Like before, you’ll add 3 labels:
The name of the Application group:
app=workshop
Next, the name of this deployment:
component=nationalparks
And finally, the role this component plays in the overall application:
role=database
Exercise: Exploring OpenShift Magic
After updating the nationalparks
Deployment with the database connection environment variables, some
magic happened. OpenShift rolled out a new version of the application that uses the new variables by upating the ReplicaSet. You
can verify this by looking at the output of oc get rs -l app=nationalparks
:
NAME DESIRED CURRENT READY AGE
nationalparks-58bd4758fc 0 0 0 4m58s
nationalparks-7445576cd9 0 0 0 6m42s
nationalparks-789c6bc4f4 1 1 1 41s
You can see the DESIRED and CURRENT number of instances for current a prior ReplicaSets. The desired and current number of the previous instances are 0. This means that OpenShift has gracefully replaced your previous application Pod with a new Pod that uses the new configuration.
Exercise: Data, Data, Everywhere
Now that you have a database deployed, you can again visit the nationalparks
web
service to query for data:
https://nationalparks-wksp-userX.apps.cluster.example.com/ws/data/all
And the result?
[]
Where’s the data?

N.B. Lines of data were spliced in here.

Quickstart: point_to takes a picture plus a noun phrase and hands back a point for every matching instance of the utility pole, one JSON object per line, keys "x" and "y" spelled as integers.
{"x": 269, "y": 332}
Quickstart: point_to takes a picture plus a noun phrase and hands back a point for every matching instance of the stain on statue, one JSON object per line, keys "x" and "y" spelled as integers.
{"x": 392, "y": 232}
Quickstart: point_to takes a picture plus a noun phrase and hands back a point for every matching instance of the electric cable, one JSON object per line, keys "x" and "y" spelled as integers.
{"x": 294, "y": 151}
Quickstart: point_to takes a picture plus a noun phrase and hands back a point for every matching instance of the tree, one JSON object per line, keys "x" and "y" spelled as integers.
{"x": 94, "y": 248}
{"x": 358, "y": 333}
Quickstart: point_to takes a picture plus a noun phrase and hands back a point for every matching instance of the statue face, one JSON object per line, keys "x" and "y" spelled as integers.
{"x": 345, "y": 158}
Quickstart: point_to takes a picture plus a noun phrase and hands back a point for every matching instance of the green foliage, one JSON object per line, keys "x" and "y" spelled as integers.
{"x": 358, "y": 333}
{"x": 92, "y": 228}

Think about the process you went through. You deployed the application and then deployed the database. Nothing actually loaded data into the database, though.

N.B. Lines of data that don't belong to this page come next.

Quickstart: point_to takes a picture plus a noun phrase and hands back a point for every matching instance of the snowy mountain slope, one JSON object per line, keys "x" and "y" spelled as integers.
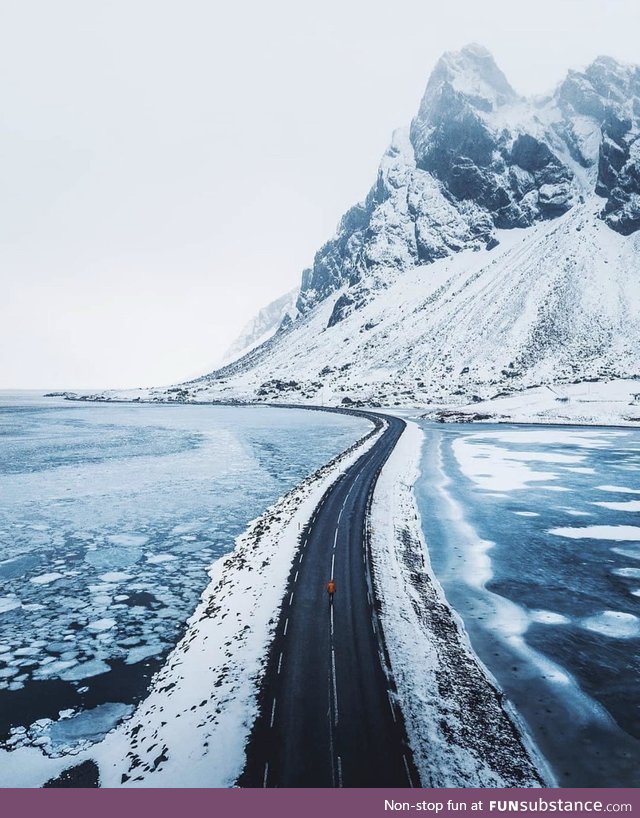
{"x": 263, "y": 325}
{"x": 498, "y": 249}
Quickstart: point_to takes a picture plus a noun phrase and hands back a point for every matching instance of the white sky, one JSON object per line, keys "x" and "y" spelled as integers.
{"x": 167, "y": 168}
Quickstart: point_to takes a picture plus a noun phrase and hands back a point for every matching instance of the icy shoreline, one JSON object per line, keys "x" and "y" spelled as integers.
{"x": 459, "y": 728}
{"x": 191, "y": 729}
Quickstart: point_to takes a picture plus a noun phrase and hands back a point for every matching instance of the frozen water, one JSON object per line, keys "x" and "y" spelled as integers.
{"x": 9, "y": 603}
{"x": 619, "y": 489}
{"x": 127, "y": 540}
{"x": 89, "y": 725}
{"x": 45, "y": 579}
{"x": 614, "y": 624}
{"x": 629, "y": 505}
{"x": 111, "y": 515}
{"x": 599, "y": 532}
{"x": 570, "y": 666}
{"x": 549, "y": 618}
{"x": 94, "y": 667}
{"x": 115, "y": 576}
{"x": 101, "y": 625}
{"x": 630, "y": 573}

The application provides an endpoint to do just that. Open this URL in your web browser to have make nationalparks
application insert a sample dataset into MongoDB:
https://nationalparks-wksp-userX.apps.cluster.example.com/ws/data/load
And the result?
Items inserted in database: 2893
If you then go back to /ws/data/all
you will see tons of JSON data now.
There are some errors reported with browsers like Firefox 54 that don’t properly parse the resulting JSON. It’s a browser problem, and the application is working properly. |
https://parksmap-wksp-userX.apps.cluster.example.com
There’s just one thing. The main map still isn’t displaying the parks. That’s because the frontend only tries to talk to services that have the right Label.

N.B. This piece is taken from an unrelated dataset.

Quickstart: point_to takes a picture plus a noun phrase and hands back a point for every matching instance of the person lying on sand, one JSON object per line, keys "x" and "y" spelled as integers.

Exercise: Working With Labels
You explored how a Label is just a key-value pair earlier when looking at Services and Routes and Selectors. In general, a Label is simply an arbitrary key=value pair, for example:
-
pizza=pepperoni
-
pet=dog
-
openshift=awesome
In the case of the parksmap, the application is actually querying the OpenShift
API and asking about the Routes and Services in the project. If any of them have a
Label that is type=parksmap-backend
, the application knows to contact
the endpoints to query for map data.
You can see the code that does this
in theRouteWatcher.java file.
Fortunately, the command line provides a convenient way for you to manipulate
labels. describe
the nationalparks
service:
oc describe route nationalparks
Name: nationalparks
Namespace: wksp-userX
Created: 2 hours ago
Labels: app=workshop
app.kubernetes.io/component=nationalparks
app.kubernetes.io/instance=nationalparks
app.kubernetes.io/name=java
app.kubernetes.io/part-of=workshop
app.openshift.io/runtime=java
app.openshift.io/runtime-version=11
component=nationalparks
role=backend
Annotations: openshift.io/host.generated=true
Requested Host: nationalparks-wksp-userX.apps.cluster.example.com
exposed on router router 2 hours ago
Path:
TLS Termination:
Insecure Policy:
Endpoint Port: 8080-tcp
Service: nationalparks
Weight: 100 (100%)
Endpoints: 10.1.9.8:8080
You can see that it already has some labels. Use oc label
to add the label necessary for the RouteWatcher to discover the backend:
oc label route nationalparks type=parksmap-backend
You will see something like:
route.route.openshift.io/nationalparks labeled
Check your browser now by visiting the parksmap URL:
https://parksmap-wksp-userX.apps.cluster.example.com
You’ll notice that the parks suddenly are showing up. That’s really cool!